寒さが戻ったまま、大阪は雨模様の日が続き、傘が手放せません。春は近くて遠いようです。

さて、平安時代というとどんな情景を想像されるでしょうか。十二単の「お姫さま」、紙に和歌を書いて送り思いを交わし合う恋愛、「源氏物語」、宇治の平等院に見られるような極楽浄土への生まれ変わりを願う信仰の厚い人々がいる・・・・このあたりは全て貴族層のことですね。

ふと思い立って調べてみると、平安時代の貴族層(五位以上の官人とその家族とします)は諸説ありますが1000人前後とか。平安京の人口で数十万と考えられていて、その1%にも足らず、また支配地域は現代と異なりますが「日本」の人口に占める割合だと更に少なくなります。そんな一握りの人々の営んでいた政治・文化の印象で語られる平安時代。わたしたちは超セレブにしか目を向けていないのですね。

源氏物語の中でも、光源氏と正妻葵の上、夕霧と正妻雲居の雁はそれぞれいとこ同士で結婚。それぐらい血筋的に近い人しか身分の釣り合いが取れる相手がいなかったとも言えます。光源氏が明石に隠棲した際に現地で明石の上を娶った「例」や受領として地方に任官した人がその土地の有力者の女性を娶るというようなこともあったでしょうから、多少新しい血も入ってきていたでしょうが、中々狭い世界ですね。

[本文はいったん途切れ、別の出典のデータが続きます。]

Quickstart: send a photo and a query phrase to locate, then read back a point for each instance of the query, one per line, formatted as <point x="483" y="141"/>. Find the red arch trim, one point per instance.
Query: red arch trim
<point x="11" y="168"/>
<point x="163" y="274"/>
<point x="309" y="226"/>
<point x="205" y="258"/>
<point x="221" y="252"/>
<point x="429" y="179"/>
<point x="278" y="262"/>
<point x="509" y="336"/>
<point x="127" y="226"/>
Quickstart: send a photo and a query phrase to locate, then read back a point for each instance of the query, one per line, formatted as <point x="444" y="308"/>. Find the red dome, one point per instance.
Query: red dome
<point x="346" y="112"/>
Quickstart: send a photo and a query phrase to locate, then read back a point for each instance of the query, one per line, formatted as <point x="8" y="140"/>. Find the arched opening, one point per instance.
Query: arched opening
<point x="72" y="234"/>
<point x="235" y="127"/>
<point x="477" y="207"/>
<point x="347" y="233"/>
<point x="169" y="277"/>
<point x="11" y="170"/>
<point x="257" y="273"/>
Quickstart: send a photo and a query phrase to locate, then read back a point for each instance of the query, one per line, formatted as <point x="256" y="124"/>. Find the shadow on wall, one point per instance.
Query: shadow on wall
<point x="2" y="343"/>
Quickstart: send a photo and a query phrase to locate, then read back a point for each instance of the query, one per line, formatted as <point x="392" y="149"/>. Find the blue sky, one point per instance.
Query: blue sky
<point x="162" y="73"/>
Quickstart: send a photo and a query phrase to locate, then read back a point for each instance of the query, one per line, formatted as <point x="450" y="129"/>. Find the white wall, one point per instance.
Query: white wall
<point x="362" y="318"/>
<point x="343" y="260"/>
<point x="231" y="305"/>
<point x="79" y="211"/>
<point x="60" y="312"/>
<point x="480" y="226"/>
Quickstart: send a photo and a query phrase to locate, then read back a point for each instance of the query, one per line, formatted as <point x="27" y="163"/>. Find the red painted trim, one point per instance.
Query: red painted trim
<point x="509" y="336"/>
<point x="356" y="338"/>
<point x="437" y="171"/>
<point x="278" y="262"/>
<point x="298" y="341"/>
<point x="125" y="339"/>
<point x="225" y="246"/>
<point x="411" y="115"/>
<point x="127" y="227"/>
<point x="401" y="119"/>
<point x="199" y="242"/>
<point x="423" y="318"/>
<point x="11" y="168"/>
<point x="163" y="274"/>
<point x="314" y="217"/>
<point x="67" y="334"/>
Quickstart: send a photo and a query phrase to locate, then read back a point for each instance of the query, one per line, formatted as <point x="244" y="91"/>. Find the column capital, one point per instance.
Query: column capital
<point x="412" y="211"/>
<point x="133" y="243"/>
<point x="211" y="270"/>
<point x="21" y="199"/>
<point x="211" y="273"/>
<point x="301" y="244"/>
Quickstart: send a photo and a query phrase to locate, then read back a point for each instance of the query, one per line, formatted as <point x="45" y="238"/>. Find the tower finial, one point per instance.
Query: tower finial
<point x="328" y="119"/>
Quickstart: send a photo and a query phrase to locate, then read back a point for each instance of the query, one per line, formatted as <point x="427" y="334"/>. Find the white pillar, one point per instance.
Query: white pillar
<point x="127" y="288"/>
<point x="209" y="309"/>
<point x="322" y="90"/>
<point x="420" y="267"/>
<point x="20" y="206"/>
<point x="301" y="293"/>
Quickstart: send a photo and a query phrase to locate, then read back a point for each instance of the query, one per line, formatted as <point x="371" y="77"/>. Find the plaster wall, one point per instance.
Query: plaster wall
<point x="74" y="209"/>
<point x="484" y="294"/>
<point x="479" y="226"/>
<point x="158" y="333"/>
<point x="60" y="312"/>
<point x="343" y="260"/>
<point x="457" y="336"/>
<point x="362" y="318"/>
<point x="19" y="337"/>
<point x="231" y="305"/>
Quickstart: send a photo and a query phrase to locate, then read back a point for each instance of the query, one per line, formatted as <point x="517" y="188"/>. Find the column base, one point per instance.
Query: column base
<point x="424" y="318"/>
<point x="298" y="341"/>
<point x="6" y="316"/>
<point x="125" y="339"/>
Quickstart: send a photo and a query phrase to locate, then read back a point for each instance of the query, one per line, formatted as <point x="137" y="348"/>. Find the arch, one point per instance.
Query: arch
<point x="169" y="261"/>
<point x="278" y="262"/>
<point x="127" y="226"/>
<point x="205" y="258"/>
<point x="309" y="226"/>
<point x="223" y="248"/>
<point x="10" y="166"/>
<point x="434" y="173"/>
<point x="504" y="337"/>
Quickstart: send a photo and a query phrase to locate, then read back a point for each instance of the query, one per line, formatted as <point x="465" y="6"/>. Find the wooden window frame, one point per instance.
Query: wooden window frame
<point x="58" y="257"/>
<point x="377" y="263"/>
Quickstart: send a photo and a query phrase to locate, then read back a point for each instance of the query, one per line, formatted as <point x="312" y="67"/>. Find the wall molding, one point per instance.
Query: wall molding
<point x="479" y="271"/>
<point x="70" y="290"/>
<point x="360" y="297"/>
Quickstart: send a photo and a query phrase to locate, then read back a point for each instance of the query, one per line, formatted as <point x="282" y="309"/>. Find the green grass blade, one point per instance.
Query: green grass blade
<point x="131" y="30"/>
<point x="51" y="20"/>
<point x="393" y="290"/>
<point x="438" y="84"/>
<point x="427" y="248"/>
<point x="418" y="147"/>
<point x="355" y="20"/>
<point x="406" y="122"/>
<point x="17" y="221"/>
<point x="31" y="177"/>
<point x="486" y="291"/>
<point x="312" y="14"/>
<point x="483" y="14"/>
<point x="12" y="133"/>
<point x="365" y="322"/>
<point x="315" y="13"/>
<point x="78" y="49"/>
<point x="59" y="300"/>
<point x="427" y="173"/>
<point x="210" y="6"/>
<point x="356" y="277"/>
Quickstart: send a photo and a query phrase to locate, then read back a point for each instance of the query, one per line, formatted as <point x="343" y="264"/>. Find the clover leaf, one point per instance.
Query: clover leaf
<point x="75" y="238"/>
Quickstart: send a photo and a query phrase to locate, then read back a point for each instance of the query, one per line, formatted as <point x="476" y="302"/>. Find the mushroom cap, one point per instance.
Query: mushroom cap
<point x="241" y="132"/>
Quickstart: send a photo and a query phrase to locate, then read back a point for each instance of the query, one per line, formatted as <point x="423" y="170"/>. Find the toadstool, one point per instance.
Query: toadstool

一方少し後の時代になるとは思いますが、今昔物語集(芥川龍之介の「羅生門」も参考になるかと)にあるように、庶民の暮らしはかなり厳しかったと思われます。こうやって考えると、平安時代→雅な時代、とも言えないようです。最近、小説や漫画などの創作物ではタイムトラベルや転生の要素を持ったものが流行っているようですが(現代の知識を持ったまま移動して優位性を行使できる、というのが特徴とか。一時代前の、主人公が努力して何かを達成していく、という設定はもうあまり受けないそう)、万が一平安時代に行ってしまうなら、上級貴族のお屋敷で過ごせる設定になってほしいです(ってもしもしそんなことが可能なら、わたしは奈良に都があった時代に行きたいですが)。

今日の菓銘は「ひなの袖」。
時期が時期だけに雛祭りのことを書こうと思ったのですが、上巳の節句からの変容が大きすぎ、近年の雛祭りが意味不明なものという結論になってしまうことに加え、昨今はよい結婚ができるように、とか早くお雛様を片付けないと嫁き遅れるといったことが急速に重要視されなくなってきていることもあり、もう数年動きを観察してみるのも面白いかと思っております。雛祭りは10年後くらいにどのようになっているでしょうか・・・。

寒さが長引くからか、周りでは体調を崩される話をよく聞きます。どうぞお大事になさってお過ごしください。